In the early days of computers before the Internet, hackers had to communicate through the telephone lines. Since making multiple long-distance phone calls for extended periods of time cost money, hackers soon learned to manipulate the telephone company's computers to make free phone calls or wipe out previously recorded charges on their phone bills.
These early hackers, dubbed phone phreakers, also developed tools to help them control and cause havoc over the telephone lines.

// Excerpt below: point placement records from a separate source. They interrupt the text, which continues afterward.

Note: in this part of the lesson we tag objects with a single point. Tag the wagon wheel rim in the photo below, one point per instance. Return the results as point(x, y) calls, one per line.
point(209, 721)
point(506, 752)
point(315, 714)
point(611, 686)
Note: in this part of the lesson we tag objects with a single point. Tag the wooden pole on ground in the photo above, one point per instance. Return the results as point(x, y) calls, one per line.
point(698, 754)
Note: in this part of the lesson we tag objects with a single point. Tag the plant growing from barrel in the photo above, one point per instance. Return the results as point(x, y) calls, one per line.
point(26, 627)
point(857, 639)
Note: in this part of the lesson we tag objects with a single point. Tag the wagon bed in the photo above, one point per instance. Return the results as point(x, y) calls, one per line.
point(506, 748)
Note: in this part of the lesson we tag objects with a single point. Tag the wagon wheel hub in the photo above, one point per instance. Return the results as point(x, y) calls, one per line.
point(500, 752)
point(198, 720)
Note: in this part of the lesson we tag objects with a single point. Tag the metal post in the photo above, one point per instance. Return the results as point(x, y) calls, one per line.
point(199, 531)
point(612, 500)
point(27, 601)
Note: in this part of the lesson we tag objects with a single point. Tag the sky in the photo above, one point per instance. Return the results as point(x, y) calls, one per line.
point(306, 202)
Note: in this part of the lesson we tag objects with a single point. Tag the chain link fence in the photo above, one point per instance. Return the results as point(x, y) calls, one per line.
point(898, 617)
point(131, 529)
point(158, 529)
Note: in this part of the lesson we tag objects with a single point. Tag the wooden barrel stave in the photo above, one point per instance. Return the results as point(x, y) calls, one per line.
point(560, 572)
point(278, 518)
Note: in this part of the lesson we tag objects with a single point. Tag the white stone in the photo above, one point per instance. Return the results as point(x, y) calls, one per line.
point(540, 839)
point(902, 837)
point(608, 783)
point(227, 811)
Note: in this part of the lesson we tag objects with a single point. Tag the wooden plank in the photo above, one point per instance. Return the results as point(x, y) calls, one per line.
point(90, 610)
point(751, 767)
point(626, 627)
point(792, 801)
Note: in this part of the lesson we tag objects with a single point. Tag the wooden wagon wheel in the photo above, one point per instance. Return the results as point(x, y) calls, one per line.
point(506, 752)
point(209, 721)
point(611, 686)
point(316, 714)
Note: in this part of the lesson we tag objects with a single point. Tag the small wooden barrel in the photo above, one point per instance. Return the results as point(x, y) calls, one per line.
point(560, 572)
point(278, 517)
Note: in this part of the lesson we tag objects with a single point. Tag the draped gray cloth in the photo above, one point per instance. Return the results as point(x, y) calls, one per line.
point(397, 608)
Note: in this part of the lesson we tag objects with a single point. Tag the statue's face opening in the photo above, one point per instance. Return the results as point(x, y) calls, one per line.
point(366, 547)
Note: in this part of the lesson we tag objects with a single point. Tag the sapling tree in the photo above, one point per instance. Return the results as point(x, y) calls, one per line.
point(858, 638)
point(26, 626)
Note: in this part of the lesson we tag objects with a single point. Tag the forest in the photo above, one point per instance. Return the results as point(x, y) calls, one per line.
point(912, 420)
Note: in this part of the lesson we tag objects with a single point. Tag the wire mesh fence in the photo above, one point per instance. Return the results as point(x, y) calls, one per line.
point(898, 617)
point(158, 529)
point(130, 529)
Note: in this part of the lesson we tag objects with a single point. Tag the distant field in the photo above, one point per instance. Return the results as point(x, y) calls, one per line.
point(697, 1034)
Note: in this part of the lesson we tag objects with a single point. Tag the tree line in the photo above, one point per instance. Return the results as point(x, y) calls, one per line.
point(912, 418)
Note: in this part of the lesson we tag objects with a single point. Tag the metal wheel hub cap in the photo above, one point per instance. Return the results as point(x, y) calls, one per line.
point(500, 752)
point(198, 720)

While most hackers spend their time creating Internet tools, a few phone phreakers still exist and many hackers still find that phone phreaking tools can help them sneak into a computer through the telephone lines when the usual Internet connections are too heavily protected by firewalls and intrusion detection systems.
Master Credit Card Generator created seemingly valid credit card numbers using the same formula that the credit card companies use. By using a program such as Master Credit Card Generator, hackers could create fictitious credit card numbers to help them set up Internet accounts through online services such as America Online. Once the online service verified that the credit card number wasn't valid, they would shut down the hacker's account, but with the aid of a few dozen more credit card numbers, hackers could simply create new accounts over and over again.
In the early days of the telephone network, the telephone company's switches communicated by emitting specific tones to one another. If you knew which tones to use, you could play those tones into an ordinary telephone and literally reprogram the telephone company's computers. Although these tones no longer work on the newer telephone networks, a program like CyberPhreak shows a typical tone box generator program that phone phreakers have created.
CyberPhreak (see Figure B-12) mimicked the two common telephone color boxes that phone phreakers once used to manipulate the telephone networks: blue boxes and red boxes. A blue box emitted the 2600 Hz tone (which is where the hacker magazine 2600 got its name) while a red box emitted tones into a payphone to trick a pay phone into thinking you inserted a nickel, dime, or quarter.
More of a harassment tool than a hacker tool, Shit Talker (see Figure B-13) lets you use the sound capabilities of your computer to create a computer-generated voice that reads insults to someone on the telephone, which can be perfect for dealing with annoying telemarketers.
An old MS-DOS based war dialer that's still used by hackers today, ToneLoc provides a variety of options for hunting out a modem (see Figure B-14). Despite the growing use of the Internet, many corporations and organizations still provide phone modems for connecting to their network, particularly for sales people who need to use remote access programs like PCAnywhere or Carbon Copy to access a computer through the phone lines.
Once a hacker has found a connected modem to attack, the last line of defense is usually a password, which can often be guessed. As a result, many hackers use wardialers to connect to a network and bypass any firewalls that may be in the way.